Lyons admits she wrote her sci-fi young adult trilogy, The Stolen Futures, for them—with their input—and realized that she didn’t just love reading young adult literature. She found it much more freeing than writing for adults, where she often has to censor herself and pull back because of older readers’ sensibilities.

“I actually go much darker with my YA, not only in terms of plot twists, but also emotionally,” she says. “YA readers love emotionally honest characters, who despite their flaws and mistakes find the courage to change.”

That’s certainly the case with her new young adult thriller, THE COLOR OF LIES, a riveting story about a young girl with synesthesia—a kind of sensory criss-crossing that, in the case of high school senior Ella Cleary, gives her the ability to see people’s emotions via colorful auras.

“While synesthesia might sound like fun, there are forms that are very uncomfortable and actually end up isolating people from the outside world,” Lyons says. “For example, tasting words. You can’t unhear a word and can’t control a taste—so if the word ‘football’ tastes like baby poop, your life might be a bit unbearable. Or if you feel sounds, then simply venturing into the outside world can feel like being swept up in a tsunami of noise pounding you from every direction.”

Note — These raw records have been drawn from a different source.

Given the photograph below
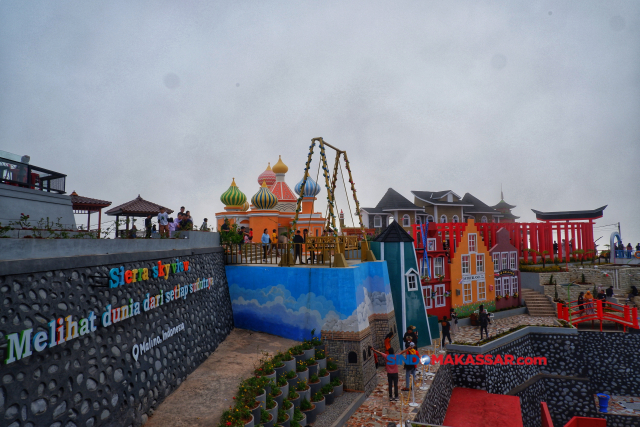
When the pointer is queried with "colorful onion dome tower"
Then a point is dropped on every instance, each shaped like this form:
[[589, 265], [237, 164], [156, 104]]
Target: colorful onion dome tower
[[267, 176], [311, 188], [233, 198], [264, 199]]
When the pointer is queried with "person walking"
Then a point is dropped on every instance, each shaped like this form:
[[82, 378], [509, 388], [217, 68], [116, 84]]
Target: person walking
[[392, 373], [265, 243], [163, 223]]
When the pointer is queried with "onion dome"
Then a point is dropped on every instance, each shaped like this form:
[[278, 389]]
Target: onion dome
[[267, 176], [264, 199], [311, 189], [280, 167], [233, 196]]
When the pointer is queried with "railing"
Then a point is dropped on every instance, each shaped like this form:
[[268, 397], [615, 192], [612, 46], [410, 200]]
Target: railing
[[27, 176], [600, 311]]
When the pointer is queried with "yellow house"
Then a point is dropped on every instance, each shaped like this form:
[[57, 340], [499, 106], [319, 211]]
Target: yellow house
[[472, 278]]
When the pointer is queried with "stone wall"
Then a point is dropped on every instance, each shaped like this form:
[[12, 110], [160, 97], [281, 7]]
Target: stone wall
[[106, 377]]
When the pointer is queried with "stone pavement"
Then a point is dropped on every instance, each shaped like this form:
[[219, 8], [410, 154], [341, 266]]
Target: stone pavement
[[471, 334], [209, 390]]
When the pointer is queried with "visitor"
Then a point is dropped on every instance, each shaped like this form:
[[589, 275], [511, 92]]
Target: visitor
[[392, 373], [410, 369], [454, 321], [483, 319], [266, 240], [446, 328], [147, 227], [163, 222], [297, 247]]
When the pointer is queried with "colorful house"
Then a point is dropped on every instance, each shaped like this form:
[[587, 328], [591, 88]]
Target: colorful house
[[506, 271]]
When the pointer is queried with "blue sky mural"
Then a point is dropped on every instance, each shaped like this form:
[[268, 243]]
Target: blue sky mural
[[291, 302]]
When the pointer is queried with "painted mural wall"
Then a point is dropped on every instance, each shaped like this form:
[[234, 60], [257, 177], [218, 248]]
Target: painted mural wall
[[291, 302]]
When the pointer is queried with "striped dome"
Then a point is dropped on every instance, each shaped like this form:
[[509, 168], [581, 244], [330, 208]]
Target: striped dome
[[264, 199], [311, 189], [267, 176], [233, 196]]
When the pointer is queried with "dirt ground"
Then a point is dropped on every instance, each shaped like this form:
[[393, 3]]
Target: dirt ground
[[209, 390]]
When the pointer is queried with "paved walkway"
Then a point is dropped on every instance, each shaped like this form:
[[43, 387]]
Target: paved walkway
[[209, 390]]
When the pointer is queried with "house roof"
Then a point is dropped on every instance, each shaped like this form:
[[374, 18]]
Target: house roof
[[137, 207], [394, 233], [478, 206], [564, 215], [80, 202], [433, 197]]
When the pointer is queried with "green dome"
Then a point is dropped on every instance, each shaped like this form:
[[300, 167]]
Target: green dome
[[233, 196], [264, 199]]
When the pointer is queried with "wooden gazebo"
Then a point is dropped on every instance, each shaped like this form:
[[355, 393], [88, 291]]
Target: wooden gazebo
[[137, 207], [82, 205]]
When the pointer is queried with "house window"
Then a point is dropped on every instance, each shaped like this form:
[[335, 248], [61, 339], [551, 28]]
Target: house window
[[482, 291], [440, 300], [514, 261], [466, 269], [428, 289], [466, 293], [479, 263], [496, 262], [473, 240], [438, 266], [412, 282]]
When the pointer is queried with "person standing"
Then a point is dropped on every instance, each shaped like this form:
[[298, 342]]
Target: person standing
[[265, 243], [163, 223], [392, 373], [297, 247]]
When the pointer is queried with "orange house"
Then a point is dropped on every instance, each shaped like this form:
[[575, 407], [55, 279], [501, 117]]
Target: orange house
[[472, 278]]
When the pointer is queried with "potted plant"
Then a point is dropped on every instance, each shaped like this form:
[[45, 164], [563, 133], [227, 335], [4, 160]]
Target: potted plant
[[321, 359], [324, 377], [314, 383], [283, 385], [292, 378], [332, 367], [288, 407], [266, 419], [309, 410], [313, 366], [318, 400], [327, 391], [302, 371], [272, 407], [283, 418], [300, 417], [294, 398], [337, 388]]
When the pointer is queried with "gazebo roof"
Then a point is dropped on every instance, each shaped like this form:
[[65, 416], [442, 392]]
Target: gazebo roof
[[137, 207], [80, 202]]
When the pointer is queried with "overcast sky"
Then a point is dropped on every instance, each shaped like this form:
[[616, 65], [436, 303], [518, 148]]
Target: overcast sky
[[170, 100]]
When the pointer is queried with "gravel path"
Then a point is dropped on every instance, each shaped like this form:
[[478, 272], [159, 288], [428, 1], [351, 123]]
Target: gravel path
[[333, 412]]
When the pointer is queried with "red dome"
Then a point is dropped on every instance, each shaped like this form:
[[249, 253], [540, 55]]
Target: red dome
[[267, 176]]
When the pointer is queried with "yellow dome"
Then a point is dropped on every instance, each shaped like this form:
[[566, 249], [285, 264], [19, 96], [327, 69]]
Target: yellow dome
[[280, 167]]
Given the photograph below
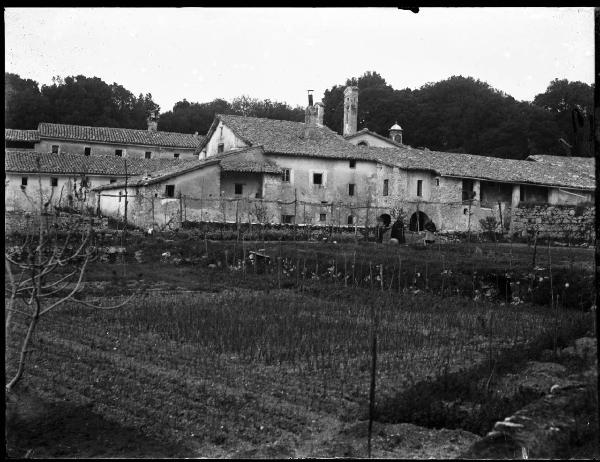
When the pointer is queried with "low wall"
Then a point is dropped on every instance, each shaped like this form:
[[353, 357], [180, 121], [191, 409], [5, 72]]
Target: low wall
[[26, 223], [560, 222]]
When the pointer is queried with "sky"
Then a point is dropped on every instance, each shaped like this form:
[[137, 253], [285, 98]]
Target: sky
[[278, 53]]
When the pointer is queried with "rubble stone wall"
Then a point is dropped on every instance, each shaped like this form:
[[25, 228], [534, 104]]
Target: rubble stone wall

In THE COLOR OF LIES, Ella believes her synesthesia reveals the truth that people hide routinely from each other and trusts it to help her navigate her way through the world. Until she meets a boy whose aura she can’t see. And he tells her that everything in her life is a lie.

C. J. Lyons

Knowing that she needed a character strong enough to withstand the chaos she would put her through, the author says Ella was loosely based on a friend who plays the violin and one night described how she saw musical notes as colors.

“That gift helped her to quickly master complex pieces because she wasn’t memorizing them, she was visualizing them,” Lyons says. “Painting with music.”

As it turns out, synesthesia isn’t as rare as people think. In fact, studies suggest it’s twice as common as the gene that causes red hair. Regular viewers of the TV singing show The Voice will even recognize a similar condition in one of this season’s contestants.

The condition itself might not be that unique, but Lyons weaves it through the plot with the trademark elements of mystery and page-turning suspense for which she’s known—both in the YA and adult markets. Though her process is similar for each—Lyons is a die-hard pantser—she says she tends to go darker and deeper in her YA books, sans the violence and sex.

Her first YA thriller, Broken, features a sheltered, naïve protagonist who has already faced death—she’s literally dying of a broken heart—but learns that the greater challenge is how to cope with life. In Watched, the main character is the opposite of naïve—and is trapped in his misery until he receives a note that changes everything: You are not alone. I can help.

The emotional journey of the characters is top priority for Lyons, but she follows some of her own basic rules—she steers clear of “torture porn,” especially violence against women and children, and each novel must show a true depiction of the consequences of violence on first responders, friends, and family.

“We need more empathy in our world, not less,” she says. “This is why I created my trademark Thrillers with Heart, stories that explore the gray areas between the black and white of good and evil and where a happy ending comes at a price, just as in the real world.”

For her next book, Lyons will return to adult fiction with a dark suspense novel, tentatively titled The Widow Maker, the story of an ER doctor who saves the wrong patient and pays the price by provoking a serial killer.